La idea de un bloqueo naval no surgió de manera improvisada. Horas antes de los anuncios presidenciales, Trump había compartido en sus redes sociales un artículo que sugería que la Marina estadounidense podría replicar la estrategia que aplicó contra Venezuela antes de la caída de Nicolás Maduro. Según esa publicación, el portaaviones USS Gerald Ford, que lideró aquel bloqueo, se encuentra actualmente en el Golfo Pérsico junto al USS Abraham Lincoln y otros activos navales de envergadura, lo que ubicaría a Estados Unidos en condiciones operativas plenas para ejecutar esta nueva estrategia. El sábado, en pleno desarrollo de las negociaciones en Islamabad, Trump ya había anunciado el inicio del "proceso de desbloqueo" del estrecho mediante el desminado de sus aguas. Los Guardianes de la Revolución iraní respondieron entonces amenazando con tratar "severamente" a cualquier buque militar que transitara por allí sin autorización.

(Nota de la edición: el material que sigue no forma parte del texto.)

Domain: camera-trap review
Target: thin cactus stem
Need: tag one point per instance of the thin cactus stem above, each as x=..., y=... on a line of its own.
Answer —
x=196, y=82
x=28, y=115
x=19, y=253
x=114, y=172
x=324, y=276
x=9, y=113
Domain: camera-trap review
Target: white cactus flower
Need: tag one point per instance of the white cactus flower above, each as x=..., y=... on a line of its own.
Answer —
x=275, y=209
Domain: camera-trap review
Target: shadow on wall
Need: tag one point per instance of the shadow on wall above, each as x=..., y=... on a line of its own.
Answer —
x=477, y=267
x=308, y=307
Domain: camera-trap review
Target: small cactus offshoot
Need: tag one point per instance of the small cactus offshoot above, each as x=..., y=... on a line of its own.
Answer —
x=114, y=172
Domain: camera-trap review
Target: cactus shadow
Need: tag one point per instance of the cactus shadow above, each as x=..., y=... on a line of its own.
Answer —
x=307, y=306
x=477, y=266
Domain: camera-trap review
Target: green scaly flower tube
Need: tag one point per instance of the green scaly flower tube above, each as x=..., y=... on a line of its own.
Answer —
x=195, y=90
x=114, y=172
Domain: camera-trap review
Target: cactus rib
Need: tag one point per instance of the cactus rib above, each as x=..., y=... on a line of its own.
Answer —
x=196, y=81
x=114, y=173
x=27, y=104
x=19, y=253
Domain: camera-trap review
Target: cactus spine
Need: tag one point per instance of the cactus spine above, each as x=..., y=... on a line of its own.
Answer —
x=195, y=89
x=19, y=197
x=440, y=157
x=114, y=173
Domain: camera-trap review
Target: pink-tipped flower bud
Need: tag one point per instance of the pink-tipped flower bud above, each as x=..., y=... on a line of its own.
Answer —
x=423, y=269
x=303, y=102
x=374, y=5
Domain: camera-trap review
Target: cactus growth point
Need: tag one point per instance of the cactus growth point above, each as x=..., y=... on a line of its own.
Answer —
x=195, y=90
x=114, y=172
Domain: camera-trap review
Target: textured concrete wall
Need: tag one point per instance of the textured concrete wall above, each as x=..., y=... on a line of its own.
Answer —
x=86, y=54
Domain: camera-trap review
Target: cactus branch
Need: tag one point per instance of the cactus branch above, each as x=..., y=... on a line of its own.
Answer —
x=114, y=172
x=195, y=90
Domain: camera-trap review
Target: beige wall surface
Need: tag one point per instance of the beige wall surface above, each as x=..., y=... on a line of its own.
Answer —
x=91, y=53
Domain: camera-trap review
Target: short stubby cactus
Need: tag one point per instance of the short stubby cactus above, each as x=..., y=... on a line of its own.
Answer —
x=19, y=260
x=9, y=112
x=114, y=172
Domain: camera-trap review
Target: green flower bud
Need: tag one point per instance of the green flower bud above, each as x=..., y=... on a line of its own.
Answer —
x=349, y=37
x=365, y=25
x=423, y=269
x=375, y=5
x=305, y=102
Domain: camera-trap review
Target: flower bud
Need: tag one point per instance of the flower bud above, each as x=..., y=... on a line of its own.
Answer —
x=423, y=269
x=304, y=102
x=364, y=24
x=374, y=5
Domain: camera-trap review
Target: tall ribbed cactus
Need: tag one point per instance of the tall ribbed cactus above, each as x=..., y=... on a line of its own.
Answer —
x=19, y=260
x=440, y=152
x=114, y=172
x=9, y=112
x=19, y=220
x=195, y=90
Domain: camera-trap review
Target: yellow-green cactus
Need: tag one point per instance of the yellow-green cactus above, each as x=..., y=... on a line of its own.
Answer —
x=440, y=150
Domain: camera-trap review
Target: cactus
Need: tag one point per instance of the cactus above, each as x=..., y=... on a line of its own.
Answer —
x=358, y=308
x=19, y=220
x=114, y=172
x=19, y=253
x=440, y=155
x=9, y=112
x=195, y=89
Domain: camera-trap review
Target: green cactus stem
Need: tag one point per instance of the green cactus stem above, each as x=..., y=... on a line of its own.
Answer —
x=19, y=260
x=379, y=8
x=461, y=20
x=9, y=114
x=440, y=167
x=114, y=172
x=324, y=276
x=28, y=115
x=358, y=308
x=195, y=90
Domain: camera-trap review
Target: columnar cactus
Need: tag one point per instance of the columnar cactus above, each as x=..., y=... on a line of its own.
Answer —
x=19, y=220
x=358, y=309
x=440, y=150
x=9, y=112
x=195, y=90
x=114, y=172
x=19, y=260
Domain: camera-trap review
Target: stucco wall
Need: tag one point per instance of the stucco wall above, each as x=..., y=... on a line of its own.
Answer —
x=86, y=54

Una tregua temporal de dos semanas había sido acordada a principios de abril para dar lugar a las conversaciones de paz, cuyo fracaso abre ahora una nueva y peligrosa etapa en el enfrentamiento. El conflicto, que se desencadenó el 28 de febrero con el ataque conjunto de Estados Unidos e Israel contra objetivos en Irán, ya había provocado una fuerte represalia de Teherán que sacudió la región y la economía mundial.